次が、松くい虫被害の発生についてであります。深浦町大間越地区の「特別予防監視区域」内におきまして、クロマツの枯死木からマツノザイセンチュウが検出され、同地区で本年2例目となる松くい虫被害が確認されました。
被害木の状況ですが、大間越字筧地内で、クロマツ37年生、1本であります。
まず経緯でありますが、9月4日に青森県防災ヘリコプターによる上空探査で枯死木1本を確認し、直ちに伐採処理をいたしました。また、6日に簡易検査で陽性反応が出たため、盛岡市にある森林総合研究所東北支所に精密検査を依頼いたしました。9月25日に森林総合研究所から、マツノザイセンチュウが感染していると考えられる旨の鑑定書を受理したところであります。
これまでの対応です。監視区域内につきましては、9日から17日にかけて枯死木が確認されたクロマツ林、約2ヘクタールについて、全木のヤニ打ち調査を実施し、新たにヤニの流出が少ない19本が確認されましたが、簡易検査ですべて陰性と判明しました。しかし、これらについては、すべて伐採処理を果たしております。
また、監視区域以外については、9月17日に旧岩崎村全域で目視調査を実施したところ、異常木は確認されませんでした。
また、9月9日から13日にかけて、全
県民局で松林の目視調査を実施いたしました。上北
地域県民局管内で2本の枯死木が確認されたため、材片を採取し、林業研究所で簡易検査を実施しました結果、すべて陰性と判明いたしました。
今後の対応であります。繁殖・感染源の除去ということで、引き続き林野庁と森林総合研究所の指導・助言のもとに、東北森林管理局等と連携して監視区域を主体に監視を強化・徹底するとともに、枯死木や衰弱木については発見次第、伐倒、くん蒸処理し、検査を実施してまいります。また、デジタル航空写真で撮影した近赤外線カラー写真により、異常木の判読等を行います。加えて、県のホームページや
市町村の広報等により、一般県民にも異常木の情報提供を呼び掛けることとしております。裏面に位置図等を示しておりますので、後ほどごらんいただければと存じます。
次に、定例3件の報告になります。まず、農作物の生育と農作業の進ちょく状況についてです。
これまでの気象経過と今後の見通しです。青森市の9月中旬から下旬の気象経過であります。平均気温と日照時間は、9月中・下旬とも平年を上回りました。降水量は、9月中旬は平年と比べて上回り、下旬は下回りました。
今後の見通しです。気温は高く、降水量は平年並みか少なく、日照時間は並か多いと予想されております。
裏面であります。農作物の生育・作業進ちょく状況と今後の対策です。
まず水稲であります。生育と農作業の状況につきましては、農林水産省が9月27日に発表した9月15日現在の本県の作況指数でありますが、105の「やや良」となりました。また、9月30日現在の稲刈り進ちょく率は58%となっていますが、昨日の3日現在で既に7割程度の刈取りが進んでいるという状況にあります。
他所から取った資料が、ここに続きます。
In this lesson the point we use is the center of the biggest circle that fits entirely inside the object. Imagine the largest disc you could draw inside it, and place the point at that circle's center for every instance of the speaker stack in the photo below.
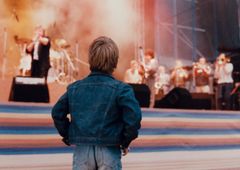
(29, 89)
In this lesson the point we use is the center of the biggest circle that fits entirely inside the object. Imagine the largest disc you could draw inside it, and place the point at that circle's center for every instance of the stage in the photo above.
(169, 139)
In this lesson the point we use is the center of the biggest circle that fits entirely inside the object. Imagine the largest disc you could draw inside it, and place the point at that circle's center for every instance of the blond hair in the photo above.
(103, 55)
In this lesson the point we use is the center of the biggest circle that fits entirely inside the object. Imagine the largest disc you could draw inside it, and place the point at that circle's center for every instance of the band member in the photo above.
(150, 68)
(179, 75)
(201, 72)
(162, 81)
(39, 50)
(223, 75)
(133, 74)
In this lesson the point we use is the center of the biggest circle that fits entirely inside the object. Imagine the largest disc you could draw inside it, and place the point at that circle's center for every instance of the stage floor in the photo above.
(55, 91)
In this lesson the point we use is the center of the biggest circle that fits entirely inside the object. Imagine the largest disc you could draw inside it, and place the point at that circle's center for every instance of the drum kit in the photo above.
(63, 69)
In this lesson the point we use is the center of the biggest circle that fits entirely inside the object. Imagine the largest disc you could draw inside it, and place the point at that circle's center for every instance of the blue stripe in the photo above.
(146, 113)
(143, 131)
(25, 109)
(55, 150)
(184, 131)
(28, 130)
今後の対策であります。刈取り作業を急ぎ、刈遅れによる品質低下を防止いたします。適正な乾燥調製に努め、過乾燥米や胴割れ米の発生を防止いたします。冠水や倒木で品質低下が懸念される水田では、被害を受けていないものと仕分けして刈取りを行うようにいたします。また、稲わらの有効活用と焼却防止を徹底してまいります。
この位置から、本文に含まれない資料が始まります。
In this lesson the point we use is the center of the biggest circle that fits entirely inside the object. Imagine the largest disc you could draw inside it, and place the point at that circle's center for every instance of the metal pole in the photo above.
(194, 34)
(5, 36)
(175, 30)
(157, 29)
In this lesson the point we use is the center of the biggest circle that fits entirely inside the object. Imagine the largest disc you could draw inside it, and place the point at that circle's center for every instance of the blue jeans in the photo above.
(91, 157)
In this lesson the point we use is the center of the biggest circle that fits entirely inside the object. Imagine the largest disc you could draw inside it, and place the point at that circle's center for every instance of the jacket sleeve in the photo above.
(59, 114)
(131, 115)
次に、畑作・野菜・花きです。主なものについてであります。生産と農作業の状況ですが、大豆は、稔実したさやの数が平年を下回っております。ナガイモの生育は、平年を上回っております。秋ニンジンは、乾燥による初期生育の遅れから平年を下回っております。
今後の対策であります。大豆は収穫に備え、雑草や青立ち株の抜取りと排水対策を徹底してまいります。露地野菜は、病害虫防除と排水対策を徹底していきます。
次に、リンゴ等果樹であります。生育と農作業の状況。リンゴの肥大は、「ジョナゴールド」が平年並み、「ふじ」がやや上回っております。「ジョナゴールド」の熟度は平年より遅れており、収穫は有袋が10月13日ころ、無袋が10月18日ころからの見込みであります。次に、「トキ」であります。「トキ」は、農協等の熟度調査の結果に基づいて適期に達した果実から収穫が始まっている状況にあります。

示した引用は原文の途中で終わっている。